In doing a segment on Rumsfeld, Stewart did a thing where he wore a military helmet and hid behind some sandbags. Then he did a dumb guy reacting to things Rumsfled said. He took the military helmet for the dumb guy thing. When he came back on he said I don’t know why I took the helmet off to play the dumb guy.
See.
He thinks that the people in the military are dumb.
Actually, it turns out, he was just giving *you * an opportunity to demonstrate your own stupidity; he was, in other words, really calling *you * dumb.
OMFG. OK I’ll spell it out: The joke was ironic “*gee * I don’t know *why * I took off the helmet…” i.e. he was poking fun at the fact that he had to take off the helmet when he was playing the stupid guy or risk being misinterpreted as saying the military is stupid.
And of course the fuckwits have managed to misinterpret him that way anyway.
Maybe its just me, but my Radio Shack Ironymeter registed a twitch reading the OP. 'Course, thats the same place the SDMB buys its servers, so, who knows…

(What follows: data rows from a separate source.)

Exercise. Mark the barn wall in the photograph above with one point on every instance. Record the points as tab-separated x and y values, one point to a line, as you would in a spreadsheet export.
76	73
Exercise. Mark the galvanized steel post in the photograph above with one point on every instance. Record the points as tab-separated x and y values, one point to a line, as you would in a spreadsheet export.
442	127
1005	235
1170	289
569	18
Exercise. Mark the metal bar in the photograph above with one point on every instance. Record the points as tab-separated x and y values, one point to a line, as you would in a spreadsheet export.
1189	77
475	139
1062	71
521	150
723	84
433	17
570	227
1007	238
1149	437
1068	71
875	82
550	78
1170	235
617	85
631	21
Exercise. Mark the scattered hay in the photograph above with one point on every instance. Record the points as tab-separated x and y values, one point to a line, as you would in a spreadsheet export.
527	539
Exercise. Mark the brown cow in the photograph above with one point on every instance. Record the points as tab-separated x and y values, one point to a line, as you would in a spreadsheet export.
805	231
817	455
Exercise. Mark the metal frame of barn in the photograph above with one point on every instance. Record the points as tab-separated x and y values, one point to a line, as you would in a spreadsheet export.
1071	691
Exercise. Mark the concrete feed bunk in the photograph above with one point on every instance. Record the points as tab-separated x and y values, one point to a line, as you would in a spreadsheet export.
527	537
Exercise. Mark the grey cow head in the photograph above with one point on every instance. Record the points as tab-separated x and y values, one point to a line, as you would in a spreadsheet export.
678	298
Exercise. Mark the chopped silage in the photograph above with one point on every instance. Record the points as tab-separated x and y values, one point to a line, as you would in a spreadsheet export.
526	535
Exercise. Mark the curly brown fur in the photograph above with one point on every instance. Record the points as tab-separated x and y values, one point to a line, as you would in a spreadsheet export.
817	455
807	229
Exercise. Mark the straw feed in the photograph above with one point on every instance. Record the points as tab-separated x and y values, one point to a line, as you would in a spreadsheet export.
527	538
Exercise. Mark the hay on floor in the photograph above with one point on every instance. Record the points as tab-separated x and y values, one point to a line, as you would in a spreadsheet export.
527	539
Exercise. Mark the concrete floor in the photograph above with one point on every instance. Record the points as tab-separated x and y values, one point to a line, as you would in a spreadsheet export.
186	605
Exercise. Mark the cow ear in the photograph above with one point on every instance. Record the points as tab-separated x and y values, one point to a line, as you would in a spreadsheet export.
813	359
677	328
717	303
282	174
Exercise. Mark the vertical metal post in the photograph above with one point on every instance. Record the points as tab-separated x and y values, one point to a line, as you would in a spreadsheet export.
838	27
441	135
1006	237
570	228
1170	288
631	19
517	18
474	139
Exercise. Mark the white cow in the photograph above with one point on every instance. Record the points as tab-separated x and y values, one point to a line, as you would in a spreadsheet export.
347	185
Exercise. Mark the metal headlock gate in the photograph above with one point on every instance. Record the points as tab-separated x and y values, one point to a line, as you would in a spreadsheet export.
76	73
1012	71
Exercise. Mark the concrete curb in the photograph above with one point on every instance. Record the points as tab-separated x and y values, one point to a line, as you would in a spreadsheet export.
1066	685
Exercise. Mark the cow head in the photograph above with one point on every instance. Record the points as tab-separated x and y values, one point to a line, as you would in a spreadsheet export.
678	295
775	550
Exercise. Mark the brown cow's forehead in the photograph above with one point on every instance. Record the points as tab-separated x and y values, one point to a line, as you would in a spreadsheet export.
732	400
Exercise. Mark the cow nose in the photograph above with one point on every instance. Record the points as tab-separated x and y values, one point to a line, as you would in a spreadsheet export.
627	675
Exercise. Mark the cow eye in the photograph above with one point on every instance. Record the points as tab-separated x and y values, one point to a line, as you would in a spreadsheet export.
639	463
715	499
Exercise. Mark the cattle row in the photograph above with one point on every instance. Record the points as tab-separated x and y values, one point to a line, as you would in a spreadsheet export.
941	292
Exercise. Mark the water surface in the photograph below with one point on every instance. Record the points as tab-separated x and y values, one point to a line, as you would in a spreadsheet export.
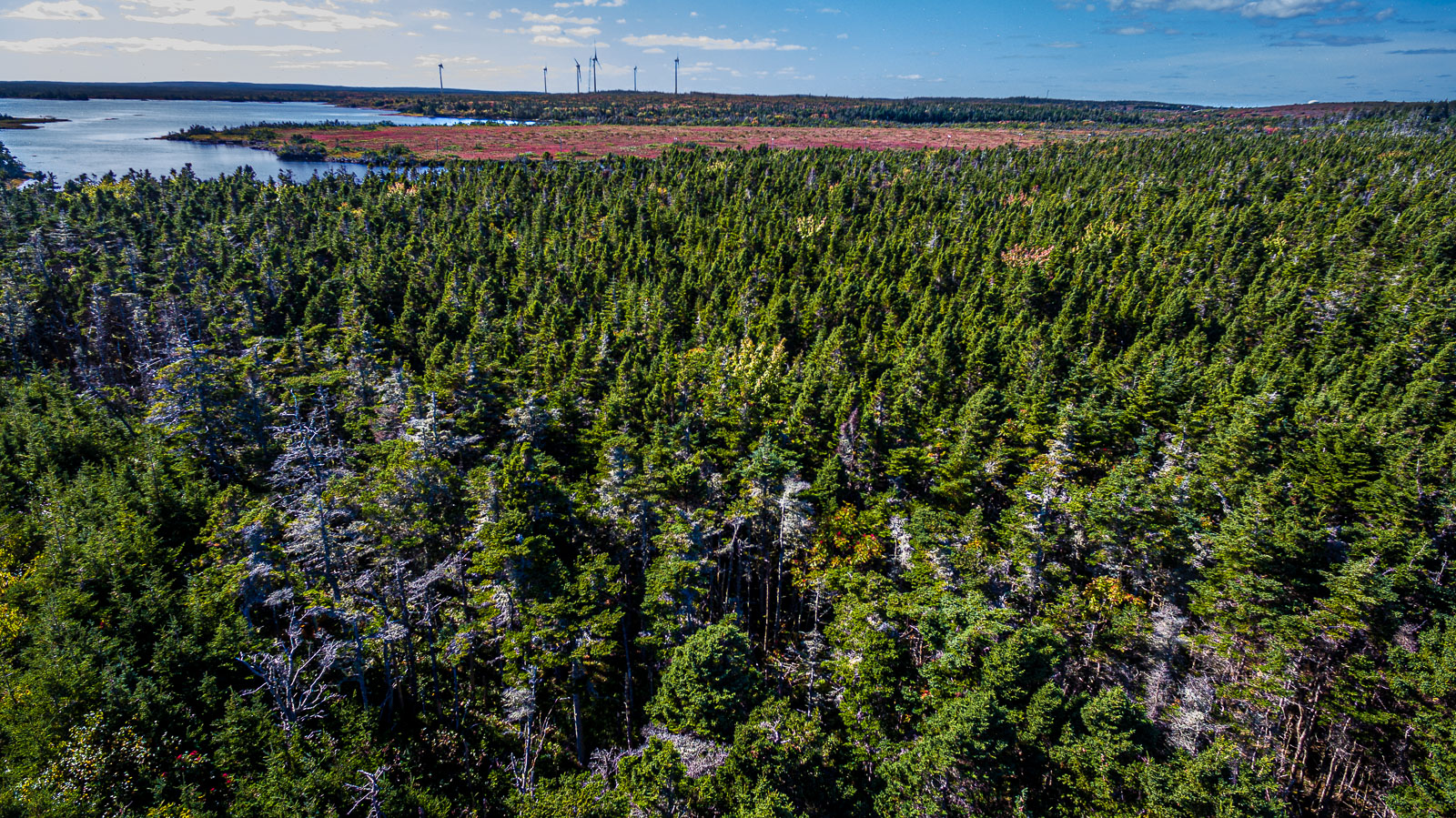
120	134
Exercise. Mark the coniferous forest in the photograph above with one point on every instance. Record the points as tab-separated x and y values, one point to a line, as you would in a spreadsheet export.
1104	478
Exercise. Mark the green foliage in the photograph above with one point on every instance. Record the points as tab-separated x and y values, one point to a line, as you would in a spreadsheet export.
711	684
1108	478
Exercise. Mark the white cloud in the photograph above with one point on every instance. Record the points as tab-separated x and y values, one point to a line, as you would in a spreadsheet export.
558	19
62	10
431	60
137	44
1280	9
319	65
261	12
708	43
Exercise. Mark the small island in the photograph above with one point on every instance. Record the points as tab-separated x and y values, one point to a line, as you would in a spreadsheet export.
25	123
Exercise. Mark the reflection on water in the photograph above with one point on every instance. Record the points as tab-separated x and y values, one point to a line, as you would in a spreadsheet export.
120	134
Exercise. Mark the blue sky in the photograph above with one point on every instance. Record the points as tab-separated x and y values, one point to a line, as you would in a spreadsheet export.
1198	51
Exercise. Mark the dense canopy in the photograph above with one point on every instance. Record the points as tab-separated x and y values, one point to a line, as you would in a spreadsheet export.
1092	480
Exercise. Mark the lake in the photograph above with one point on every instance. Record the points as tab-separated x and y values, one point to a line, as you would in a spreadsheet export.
120	136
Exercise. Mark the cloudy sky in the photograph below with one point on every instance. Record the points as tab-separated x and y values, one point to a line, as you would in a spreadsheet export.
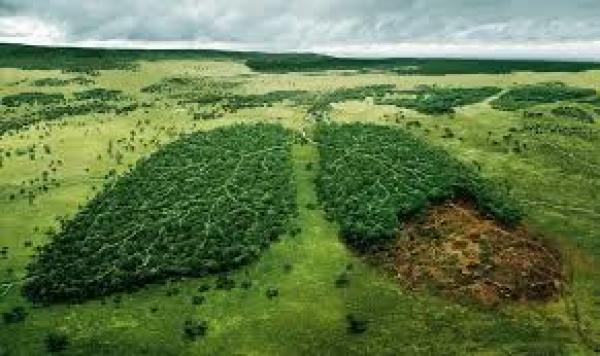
473	28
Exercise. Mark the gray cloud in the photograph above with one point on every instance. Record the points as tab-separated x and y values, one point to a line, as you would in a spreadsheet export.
294	25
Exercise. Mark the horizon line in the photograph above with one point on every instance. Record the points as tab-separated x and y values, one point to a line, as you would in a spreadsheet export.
575	51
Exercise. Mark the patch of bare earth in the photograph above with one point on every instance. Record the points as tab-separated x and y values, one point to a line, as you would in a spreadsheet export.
459	252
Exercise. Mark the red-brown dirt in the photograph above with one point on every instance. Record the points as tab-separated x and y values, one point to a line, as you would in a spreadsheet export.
459	252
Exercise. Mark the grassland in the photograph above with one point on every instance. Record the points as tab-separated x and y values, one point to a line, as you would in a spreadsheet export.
290	301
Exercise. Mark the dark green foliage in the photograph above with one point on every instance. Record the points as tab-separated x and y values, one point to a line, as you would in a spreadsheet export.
372	177
56	341
99	94
434	100
204	204
204	288
342	280
409	66
573	112
200	90
15	315
224	282
235	102
246	284
56	82
272	292
193	329
34	98
91	60
355	324
198	299
322	103
526	96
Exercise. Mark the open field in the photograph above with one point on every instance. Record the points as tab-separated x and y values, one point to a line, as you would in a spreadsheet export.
311	289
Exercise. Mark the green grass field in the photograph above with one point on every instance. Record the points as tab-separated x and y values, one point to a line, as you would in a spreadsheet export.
52	168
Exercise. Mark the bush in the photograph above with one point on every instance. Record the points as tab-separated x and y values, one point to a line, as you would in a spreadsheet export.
433	100
574	113
193	329
15	315
32	99
526	96
56	341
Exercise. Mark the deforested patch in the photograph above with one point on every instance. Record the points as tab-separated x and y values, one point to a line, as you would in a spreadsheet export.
454	249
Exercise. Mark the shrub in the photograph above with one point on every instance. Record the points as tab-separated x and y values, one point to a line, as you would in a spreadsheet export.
56	341
526	96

Didn’t Olberman make a point about this recently? If you think Kerry or Stewart was actually calling the troops dumb, then you’re dumb, or a liar, or a dumb liar.

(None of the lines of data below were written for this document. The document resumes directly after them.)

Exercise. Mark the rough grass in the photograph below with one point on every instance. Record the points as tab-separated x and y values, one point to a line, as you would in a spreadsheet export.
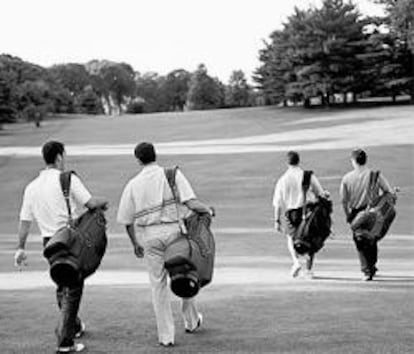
328	315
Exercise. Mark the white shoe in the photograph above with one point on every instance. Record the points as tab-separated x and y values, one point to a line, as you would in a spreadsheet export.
81	331
367	277
309	275
198	325
76	348
294	272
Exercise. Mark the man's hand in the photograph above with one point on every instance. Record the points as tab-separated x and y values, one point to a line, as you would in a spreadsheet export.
139	251
278	226
20	258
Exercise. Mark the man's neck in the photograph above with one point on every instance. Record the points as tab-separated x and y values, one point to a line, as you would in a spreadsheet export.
53	167
360	168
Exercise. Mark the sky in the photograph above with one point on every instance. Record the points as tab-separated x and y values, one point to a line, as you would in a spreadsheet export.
151	35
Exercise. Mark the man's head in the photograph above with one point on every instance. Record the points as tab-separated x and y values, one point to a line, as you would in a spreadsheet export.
53	153
145	153
293	158
358	157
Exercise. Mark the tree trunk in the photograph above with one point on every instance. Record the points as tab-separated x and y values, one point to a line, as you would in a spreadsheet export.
354	98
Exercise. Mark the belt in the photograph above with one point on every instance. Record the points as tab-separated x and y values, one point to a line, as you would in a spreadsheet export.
158	223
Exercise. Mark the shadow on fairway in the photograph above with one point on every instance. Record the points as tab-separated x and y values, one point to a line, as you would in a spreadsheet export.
379	278
336	278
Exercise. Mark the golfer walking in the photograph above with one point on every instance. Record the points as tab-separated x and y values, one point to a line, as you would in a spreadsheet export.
43	202
288	200
147	208
355	198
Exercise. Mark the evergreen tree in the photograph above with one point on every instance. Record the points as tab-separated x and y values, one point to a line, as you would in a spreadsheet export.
237	91
204	92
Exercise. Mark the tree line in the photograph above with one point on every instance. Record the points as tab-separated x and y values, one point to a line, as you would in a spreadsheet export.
30	91
324	53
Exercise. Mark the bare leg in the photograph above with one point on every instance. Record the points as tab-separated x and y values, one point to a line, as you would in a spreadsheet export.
296	264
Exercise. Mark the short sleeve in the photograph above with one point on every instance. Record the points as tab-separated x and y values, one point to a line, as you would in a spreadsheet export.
316	186
384	184
185	191
26	212
126	209
277	199
343	191
78	191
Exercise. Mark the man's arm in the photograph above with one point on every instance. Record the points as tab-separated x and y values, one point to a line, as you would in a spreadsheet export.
138	249
384	184
97	202
317	187
198	207
187	196
277	205
344	200
83	197
20	256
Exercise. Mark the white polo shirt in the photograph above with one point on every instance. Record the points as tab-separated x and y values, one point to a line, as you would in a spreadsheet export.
43	201
354	187
147	198
288	190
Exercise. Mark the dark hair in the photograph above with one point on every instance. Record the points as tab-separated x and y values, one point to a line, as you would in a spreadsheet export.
51	150
359	156
293	158
145	152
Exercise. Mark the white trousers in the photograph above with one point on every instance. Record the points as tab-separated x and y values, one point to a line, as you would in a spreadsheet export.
155	241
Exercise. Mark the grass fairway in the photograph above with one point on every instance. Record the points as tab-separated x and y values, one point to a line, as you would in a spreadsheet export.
252	305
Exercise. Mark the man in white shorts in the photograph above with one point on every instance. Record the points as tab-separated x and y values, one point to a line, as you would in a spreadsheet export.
147	206
43	202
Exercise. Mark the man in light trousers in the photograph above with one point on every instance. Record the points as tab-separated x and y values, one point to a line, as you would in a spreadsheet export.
147	208
288	195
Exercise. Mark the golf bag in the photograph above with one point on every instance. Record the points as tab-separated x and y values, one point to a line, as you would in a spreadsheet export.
373	223
76	250
190	259
313	222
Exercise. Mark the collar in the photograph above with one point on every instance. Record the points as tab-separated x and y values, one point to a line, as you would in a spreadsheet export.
361	168
150	166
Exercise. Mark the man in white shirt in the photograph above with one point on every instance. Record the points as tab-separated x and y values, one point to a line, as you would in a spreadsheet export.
288	195
148	207
43	202
355	198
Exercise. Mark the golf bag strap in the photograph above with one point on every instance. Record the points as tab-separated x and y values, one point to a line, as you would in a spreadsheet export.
307	175
372	187
170	174
65	178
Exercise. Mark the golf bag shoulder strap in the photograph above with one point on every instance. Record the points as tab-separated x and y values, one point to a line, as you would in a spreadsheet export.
65	179
307	175
305	187
170	174
373	187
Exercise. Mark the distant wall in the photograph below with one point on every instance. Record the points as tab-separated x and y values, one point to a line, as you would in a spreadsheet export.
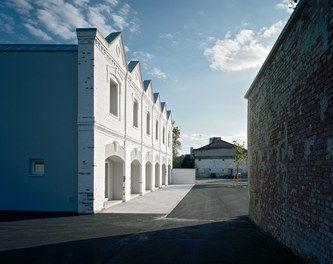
290	135
183	176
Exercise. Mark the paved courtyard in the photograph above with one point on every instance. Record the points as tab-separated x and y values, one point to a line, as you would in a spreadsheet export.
209	225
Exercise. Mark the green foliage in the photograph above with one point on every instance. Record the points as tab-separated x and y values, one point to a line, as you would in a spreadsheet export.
176	145
240	154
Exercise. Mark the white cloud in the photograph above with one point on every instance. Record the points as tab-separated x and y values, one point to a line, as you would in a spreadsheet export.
268	32
124	11
23	7
7	23
142	56
37	32
119	21
285	5
156	72
98	20
61	18
81	2
246	50
112	2
52	22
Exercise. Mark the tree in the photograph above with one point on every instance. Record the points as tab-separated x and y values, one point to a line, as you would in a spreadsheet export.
176	145
240	154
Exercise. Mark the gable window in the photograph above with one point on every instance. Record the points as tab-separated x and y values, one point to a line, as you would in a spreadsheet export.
156	130
135	113
114	98
148	124
163	135
37	167
168	139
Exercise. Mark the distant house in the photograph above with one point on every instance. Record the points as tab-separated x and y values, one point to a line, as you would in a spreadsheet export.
217	159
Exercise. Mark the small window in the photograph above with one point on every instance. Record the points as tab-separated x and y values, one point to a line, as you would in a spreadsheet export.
114	98
37	167
168	139
148	124
163	135
156	130
136	114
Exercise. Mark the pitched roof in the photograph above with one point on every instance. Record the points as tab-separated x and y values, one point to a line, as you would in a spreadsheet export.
216	145
132	65
146	84
112	36
156	95
38	47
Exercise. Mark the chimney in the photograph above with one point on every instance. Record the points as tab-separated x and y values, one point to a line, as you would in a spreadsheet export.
214	139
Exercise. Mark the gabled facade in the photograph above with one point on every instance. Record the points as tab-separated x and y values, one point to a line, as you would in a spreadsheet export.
217	159
92	129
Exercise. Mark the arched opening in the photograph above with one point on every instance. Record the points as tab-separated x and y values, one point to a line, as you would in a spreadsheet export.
114	172
135	177
164	173
157	175
149	180
169	174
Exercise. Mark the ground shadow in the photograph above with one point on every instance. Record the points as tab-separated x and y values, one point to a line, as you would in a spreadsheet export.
234	241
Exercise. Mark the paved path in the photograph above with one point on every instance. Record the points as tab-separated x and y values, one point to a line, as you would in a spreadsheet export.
161	201
208	226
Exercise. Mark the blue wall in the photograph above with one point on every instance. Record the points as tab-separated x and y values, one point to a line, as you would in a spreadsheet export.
38	106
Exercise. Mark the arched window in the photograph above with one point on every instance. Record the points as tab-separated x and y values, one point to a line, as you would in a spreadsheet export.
114	98
148	123
156	130
135	113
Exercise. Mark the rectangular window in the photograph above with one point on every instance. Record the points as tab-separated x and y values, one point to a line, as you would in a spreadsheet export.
114	98
148	123
136	114
37	167
163	135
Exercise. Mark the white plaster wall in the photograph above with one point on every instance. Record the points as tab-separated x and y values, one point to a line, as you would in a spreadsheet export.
108	129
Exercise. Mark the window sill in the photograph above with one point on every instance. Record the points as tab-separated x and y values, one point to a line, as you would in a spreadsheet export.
36	175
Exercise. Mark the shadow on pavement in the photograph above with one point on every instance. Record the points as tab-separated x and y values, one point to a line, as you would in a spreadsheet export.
234	241
9	216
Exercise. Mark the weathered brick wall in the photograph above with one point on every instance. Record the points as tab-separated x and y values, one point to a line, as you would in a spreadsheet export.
290	129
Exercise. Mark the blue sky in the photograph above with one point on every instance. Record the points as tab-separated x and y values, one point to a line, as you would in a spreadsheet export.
201	55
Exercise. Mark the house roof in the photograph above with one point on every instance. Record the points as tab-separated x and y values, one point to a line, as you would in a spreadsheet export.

In case the OP wasn’t an attempt at sarcasm – the point of the sketch was that Rumsfeld talks to the troops – and people in general – as if they were stupid. He hasn’t apologized for doing such a terrible job; instead, he said that people just don’t understand his Iraq policy.

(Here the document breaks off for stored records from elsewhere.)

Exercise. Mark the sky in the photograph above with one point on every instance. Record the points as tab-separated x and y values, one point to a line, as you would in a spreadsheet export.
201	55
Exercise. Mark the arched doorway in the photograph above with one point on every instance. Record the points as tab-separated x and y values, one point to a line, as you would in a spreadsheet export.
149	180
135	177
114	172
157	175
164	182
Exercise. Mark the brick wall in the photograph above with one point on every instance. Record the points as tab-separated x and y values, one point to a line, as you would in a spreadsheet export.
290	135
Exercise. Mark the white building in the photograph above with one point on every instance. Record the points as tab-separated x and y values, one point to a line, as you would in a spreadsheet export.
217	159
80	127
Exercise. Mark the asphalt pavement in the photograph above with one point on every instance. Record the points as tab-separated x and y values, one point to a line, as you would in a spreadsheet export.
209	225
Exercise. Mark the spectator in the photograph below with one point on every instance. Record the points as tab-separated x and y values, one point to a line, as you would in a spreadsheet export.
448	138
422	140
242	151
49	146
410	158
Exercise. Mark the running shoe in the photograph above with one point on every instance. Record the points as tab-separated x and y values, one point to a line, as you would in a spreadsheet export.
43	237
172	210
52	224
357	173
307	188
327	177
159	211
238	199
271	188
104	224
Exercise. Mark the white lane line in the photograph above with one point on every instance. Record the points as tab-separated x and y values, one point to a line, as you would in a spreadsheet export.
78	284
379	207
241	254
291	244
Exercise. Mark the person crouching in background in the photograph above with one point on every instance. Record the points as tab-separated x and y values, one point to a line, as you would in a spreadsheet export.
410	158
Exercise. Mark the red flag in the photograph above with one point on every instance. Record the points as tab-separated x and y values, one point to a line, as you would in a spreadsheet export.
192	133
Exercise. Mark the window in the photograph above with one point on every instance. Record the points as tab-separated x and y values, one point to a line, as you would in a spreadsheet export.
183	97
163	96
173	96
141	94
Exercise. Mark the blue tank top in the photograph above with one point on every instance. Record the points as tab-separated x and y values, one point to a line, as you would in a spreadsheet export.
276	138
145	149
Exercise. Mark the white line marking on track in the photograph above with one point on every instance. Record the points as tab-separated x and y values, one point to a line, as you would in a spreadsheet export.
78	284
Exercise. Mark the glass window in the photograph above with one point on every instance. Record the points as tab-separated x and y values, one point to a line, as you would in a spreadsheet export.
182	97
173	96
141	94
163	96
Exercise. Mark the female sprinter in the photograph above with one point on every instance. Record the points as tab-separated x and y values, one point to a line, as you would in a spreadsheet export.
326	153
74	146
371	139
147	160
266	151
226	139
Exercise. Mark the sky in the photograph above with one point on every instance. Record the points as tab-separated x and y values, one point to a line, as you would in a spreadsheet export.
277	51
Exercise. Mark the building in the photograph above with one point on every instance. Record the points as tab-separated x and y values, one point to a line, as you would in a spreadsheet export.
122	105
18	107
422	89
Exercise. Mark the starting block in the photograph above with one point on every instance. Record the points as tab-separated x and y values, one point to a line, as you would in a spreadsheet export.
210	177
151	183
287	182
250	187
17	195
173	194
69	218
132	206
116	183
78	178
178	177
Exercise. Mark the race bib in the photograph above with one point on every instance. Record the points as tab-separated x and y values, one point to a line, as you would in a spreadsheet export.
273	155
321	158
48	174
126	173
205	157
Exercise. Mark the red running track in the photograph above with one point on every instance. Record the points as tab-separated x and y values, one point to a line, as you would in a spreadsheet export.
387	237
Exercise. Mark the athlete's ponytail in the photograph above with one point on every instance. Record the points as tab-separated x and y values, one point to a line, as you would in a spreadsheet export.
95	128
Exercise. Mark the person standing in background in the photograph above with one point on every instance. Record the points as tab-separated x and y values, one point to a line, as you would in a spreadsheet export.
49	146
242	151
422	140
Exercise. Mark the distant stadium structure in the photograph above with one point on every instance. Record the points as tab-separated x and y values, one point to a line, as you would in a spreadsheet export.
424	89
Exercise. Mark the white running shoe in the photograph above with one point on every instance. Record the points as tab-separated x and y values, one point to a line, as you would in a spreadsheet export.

The OP is a good example of how lots of conservatives post-Limbaugh have used humor as a rhetorical device. If a conservative says something rude, he claims it was a joke, and complains that liberals have no sense of humor. If a liberal makes a joke, conservatives act like it was meant literally, and whine about how rude liberals are, effectively robbing liberals of the rhetorical use of humor.